Hay que tener en cuenta que el 98,2% de los acosadores son hombres. Y,  aunque el 73,9% de los agresores son desconocidos, el 34,6% son amigos o conocidos y el 17,3%, compañeros de trabajo.

Stalking y cyberacoso

Entre las diferentes maneras de ejercer el acoso se encuentra el stalking, es decir, la consecución de comportamientos repetitivos, durante periodos de tiempo, como llamadas obscenas, amenazas, conductas espías, seguimientos, propuestas inapropiadas en redes, internet, etc, que generan ansiedad o angustia en las víctimas. Más de un 15% de las mujeres dicen haber sufrido este tipo de acoso alguna vez a lo largo de la vida.

En los últimos años, además, ha cobrado especial relevancia la “Cyber violencia” y el “discurso de odio online contra las mujeres”. Según un estudio publicado en 2018 por el Parlamento Europeo, “el 20% de las mujeres jóvenes de la Unión Europea han sufrido acoso sexual cibernético (cyber sexual harassment) y el 14% de las mujeres han sufrido acoso cibernético (cyber stalking) desde la edad de 15 años.

La violencia machista en el ámbito laboral

La violencia de género tiene una importante implicación en el ámbito laboral porque la especial situación de las mujeres trabajadoras víctimas de violencia hace necesario un especial tratamiento normativo en cuanto a sus derechos laborales.

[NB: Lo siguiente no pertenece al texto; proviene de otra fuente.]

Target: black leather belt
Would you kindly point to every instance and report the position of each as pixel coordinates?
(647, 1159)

Además, el empleo es un elemento esencial para garantizar la independencia económica y la autonomía personal de las víctimas favoreciendo su alejamiento de las situaciones de violencia.

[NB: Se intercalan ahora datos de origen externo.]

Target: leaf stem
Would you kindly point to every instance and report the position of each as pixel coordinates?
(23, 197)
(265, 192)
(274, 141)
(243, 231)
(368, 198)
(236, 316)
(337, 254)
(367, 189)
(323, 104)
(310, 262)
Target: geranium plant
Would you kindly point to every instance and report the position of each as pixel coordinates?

Según el Proyecto WeGo! de la Unión Europea (2016-2018), que ha analizado los datos relacionados con la situación económica de las mujeres que han sobrevivido a la violencia de género, el 82,5% de las mujeres que han sufrido violencia son poco independientes económicamente, frente al 17,5% que tienen un gran nivel de independencia económica. El 40,9% tienen trabajo, mientras que el 59,1% están desempleadas. De esto se concluye que las mujeres con un nivel bajo de independencia económica son más proclives a sufrir violencia económica (el 56.5% ante el 44.2%), violencia sexual (20.6% ante 11.6%) y abusos psicológicos (97.6% frente a 93.7%)

Asimismo, las mujeres también sufren violencia en el trabajo, cuyas manifestaciones más frecuentes son el acoso sexual y el acoso por razón de sexo.

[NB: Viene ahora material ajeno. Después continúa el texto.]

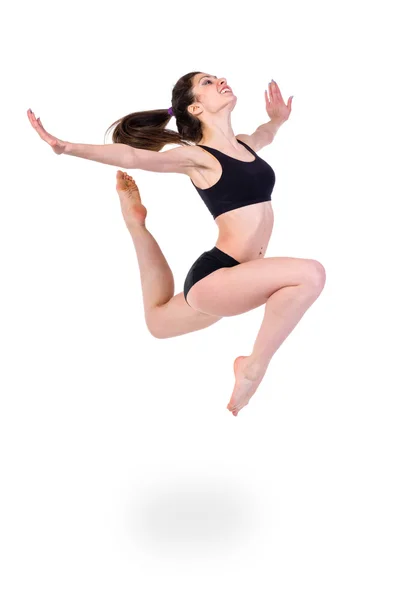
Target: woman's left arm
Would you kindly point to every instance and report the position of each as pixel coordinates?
(277, 111)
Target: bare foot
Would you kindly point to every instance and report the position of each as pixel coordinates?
(247, 381)
(132, 208)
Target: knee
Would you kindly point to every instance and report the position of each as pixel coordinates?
(154, 329)
(316, 276)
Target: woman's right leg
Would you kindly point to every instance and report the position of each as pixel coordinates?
(287, 287)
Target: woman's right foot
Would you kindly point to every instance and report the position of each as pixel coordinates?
(132, 208)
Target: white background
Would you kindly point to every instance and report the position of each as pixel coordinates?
(123, 475)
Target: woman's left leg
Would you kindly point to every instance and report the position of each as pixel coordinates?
(166, 315)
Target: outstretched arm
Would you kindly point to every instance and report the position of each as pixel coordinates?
(118, 155)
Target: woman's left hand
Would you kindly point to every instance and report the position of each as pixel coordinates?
(276, 107)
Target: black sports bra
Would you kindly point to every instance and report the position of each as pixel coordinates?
(240, 184)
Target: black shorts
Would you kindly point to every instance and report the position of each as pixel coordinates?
(207, 263)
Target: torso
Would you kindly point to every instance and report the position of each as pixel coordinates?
(244, 233)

Inspección y contratos bonificados

En este ámbito, es muy importante el papel que desempeñan los contratos bonificados a mujeres víctimas de violencia de género. En Castilla y León, en el primer semestre de 2020 se formalizaron 118 contratos bonificados y 19 contratos de sustitución.

También en nuestra comunidad, entre los años 2015 ,2016 y 2017, la Inspección de Trabajo realizó 50 actuaciones en materia de Acoso Sexual, efectuando 19 requerimientos y levantando acta de infracción en 5 ocasiones.

Si tenemos en cuenta que los datos más recientes apuntan a que el 7,6% de las mujeres encuestadas en Castilla y León refiere haber sufrido acoso sexual en los últimos 12 meses, aún queda mucho por hacer para erradicar la violencia machista en nuestra comunidad.